No obstante y tras su enlace matrimonial en la Catedral de Oslo el día 25 de agosto de 2001, Mette Marit recibe el título de Su Alteza Real, Princesa Heredera.

Este compromiso ha tenido un balance muy positivo para ella pues ha asumido perfectamente su rol como princesa consorte, retomando los estudios universitarios y acompañando a su esposo a eventos oficiales, participando en organizaciones de beneficencia y colaborando con instituciones orientadas a la ayuda al Tercer Mundo y a otros colectivos de enfermos.

La evolución de su imagen, por otro lado, ha sido espectacular. Desde ese aspecto grunge de falta de aseo y cuidado personal ha pasado a llevar con dignidad vestidos de ceremonia y gala, tiaras y otras joyas con el garbo apropiado para su cargo.

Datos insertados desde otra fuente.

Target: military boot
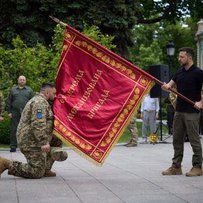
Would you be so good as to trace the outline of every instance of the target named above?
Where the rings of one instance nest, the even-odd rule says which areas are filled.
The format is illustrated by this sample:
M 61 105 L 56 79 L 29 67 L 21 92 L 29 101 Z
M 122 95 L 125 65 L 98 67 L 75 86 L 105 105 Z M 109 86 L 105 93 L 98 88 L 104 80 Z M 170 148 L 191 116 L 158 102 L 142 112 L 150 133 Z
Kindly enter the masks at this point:
M 56 173 L 51 171 L 51 170 L 47 170 L 45 171 L 44 177 L 55 177 Z
M 202 176 L 203 173 L 202 173 L 202 169 L 201 168 L 192 167 L 192 169 L 189 172 L 187 172 L 185 175 L 188 176 L 188 177 Z
M 0 157 L 0 176 L 6 169 L 9 169 L 10 163 L 11 161 L 9 161 L 8 159 Z
M 61 148 L 53 148 L 51 150 L 51 156 L 54 161 L 65 161 L 68 158 L 67 152 Z
M 125 145 L 126 147 L 137 147 L 137 143 L 132 141 Z
M 182 175 L 182 169 L 181 167 L 177 168 L 174 166 L 169 167 L 167 170 L 162 172 L 162 175 Z

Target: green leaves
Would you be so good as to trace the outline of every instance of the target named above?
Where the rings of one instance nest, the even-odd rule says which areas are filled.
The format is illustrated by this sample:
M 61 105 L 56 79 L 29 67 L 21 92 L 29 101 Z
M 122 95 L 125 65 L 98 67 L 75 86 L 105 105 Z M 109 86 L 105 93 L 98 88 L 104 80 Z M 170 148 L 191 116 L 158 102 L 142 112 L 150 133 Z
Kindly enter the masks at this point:
M 12 40 L 12 49 L 0 45 L 0 89 L 4 95 L 16 84 L 20 75 L 25 75 L 27 84 L 39 91 L 43 82 L 54 82 L 58 70 L 58 63 L 63 44 L 64 27 L 57 25 L 54 30 L 52 44 L 48 47 L 38 43 L 35 47 L 28 47 L 17 36 Z M 86 26 L 84 34 L 103 46 L 111 49 L 113 36 L 103 35 L 96 26 Z

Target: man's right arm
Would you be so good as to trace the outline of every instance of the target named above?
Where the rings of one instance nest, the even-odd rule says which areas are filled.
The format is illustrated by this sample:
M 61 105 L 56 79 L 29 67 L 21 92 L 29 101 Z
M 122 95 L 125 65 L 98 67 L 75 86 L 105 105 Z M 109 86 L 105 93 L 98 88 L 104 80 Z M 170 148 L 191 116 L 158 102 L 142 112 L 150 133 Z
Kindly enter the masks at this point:
M 169 91 L 169 88 L 172 88 L 175 85 L 175 82 L 173 80 L 171 80 L 168 83 L 165 83 L 161 86 L 161 88 L 165 91 Z

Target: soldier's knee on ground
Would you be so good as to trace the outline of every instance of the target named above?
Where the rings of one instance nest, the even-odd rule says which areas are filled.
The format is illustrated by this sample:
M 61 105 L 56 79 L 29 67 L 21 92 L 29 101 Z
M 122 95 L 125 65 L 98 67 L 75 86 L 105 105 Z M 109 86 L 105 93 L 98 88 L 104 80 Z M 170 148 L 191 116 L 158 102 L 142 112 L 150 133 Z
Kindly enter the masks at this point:
M 65 161 L 68 158 L 68 153 L 61 148 L 53 148 L 51 157 L 54 161 Z

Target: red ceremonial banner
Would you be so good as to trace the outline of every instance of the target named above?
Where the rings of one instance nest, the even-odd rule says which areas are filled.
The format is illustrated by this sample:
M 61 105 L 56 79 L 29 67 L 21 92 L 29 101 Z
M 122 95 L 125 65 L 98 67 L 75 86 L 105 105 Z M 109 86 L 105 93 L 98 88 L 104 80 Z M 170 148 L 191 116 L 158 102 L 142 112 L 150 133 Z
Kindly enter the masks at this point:
M 153 84 L 152 76 L 67 25 L 54 134 L 102 165 Z

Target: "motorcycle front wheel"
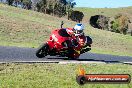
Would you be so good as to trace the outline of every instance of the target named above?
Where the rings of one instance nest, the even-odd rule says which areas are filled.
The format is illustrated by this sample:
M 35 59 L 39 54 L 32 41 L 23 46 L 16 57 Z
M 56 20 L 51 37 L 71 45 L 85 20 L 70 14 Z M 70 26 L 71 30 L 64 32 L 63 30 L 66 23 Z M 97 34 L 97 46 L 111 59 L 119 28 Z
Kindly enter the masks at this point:
M 42 44 L 36 51 L 36 56 L 38 58 L 43 58 L 47 55 L 47 50 L 48 50 L 48 44 Z

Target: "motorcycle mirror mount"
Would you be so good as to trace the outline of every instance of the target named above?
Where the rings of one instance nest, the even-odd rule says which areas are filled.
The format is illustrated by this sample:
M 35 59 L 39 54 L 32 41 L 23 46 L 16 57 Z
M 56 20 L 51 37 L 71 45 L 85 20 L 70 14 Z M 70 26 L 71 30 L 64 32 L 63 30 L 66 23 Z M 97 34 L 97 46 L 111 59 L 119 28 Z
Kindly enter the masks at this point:
M 63 28 L 63 24 L 64 24 L 64 22 L 63 22 L 63 21 L 61 21 L 61 28 Z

Ha sacado enorme rendimiento de su figura. Obviamente, es manifiesta la formación que ha recibido en protocolo institucional pero también el hecho de haber adquirido hábitos de conducta social impecable y ademanes femeninos considerados exquisitos.

Se le nota mucho su origen y forma de vida pasados pero ha sabido adquirir la imagen de princesa por fuera, y espero que también, por dentro.

La princesa australiana Mary Donaldon de Dinamarca o la princesa argentina Máxima Zorriegueta de Holanda no han experimentado tanto cambio desde sus compromisos pues antes de ser princesas eran ya mujeres elegantes, formadas, naturales y con conocimientos suficientes para saber estar en todos los ambientes.

La divertida Máxima es una mujer con los pies en la tierra, es desenfadada y divertida y tiene una sonrisa envolvente. Los holandeses la adoran. Y en relación a la princesa Mary Donaldson puede presumir de un brillantísimo currículo  que combina además con una figura espectacular.

Inteligencia y belleza

En ninguno de estos casos la imagen de una y otra ha variado respecto de sus vidas de soltera; han conservado el estilo y el encanto personal adaptándolo a su rol como consorte a la perfección. Son mujeres finas, guapas, educadas e inteligentes y tienen un encanto especial que saben lucir con total naturalidad.

Todas ellas, junto a Letizia, la Princesa de Asturias y Kate Middleton, Duquesa de Cambridge, representan el icono de la mujer actual, que trabaja y concilia sus obligaciones profesionales con ser madres cumpliendo sin carencias su papel de futuras reinas.

La verdadera elegancia es aquella que te proporciona las habilidades necesarias para saber estar en todos los ambientes con dignidad y discreción.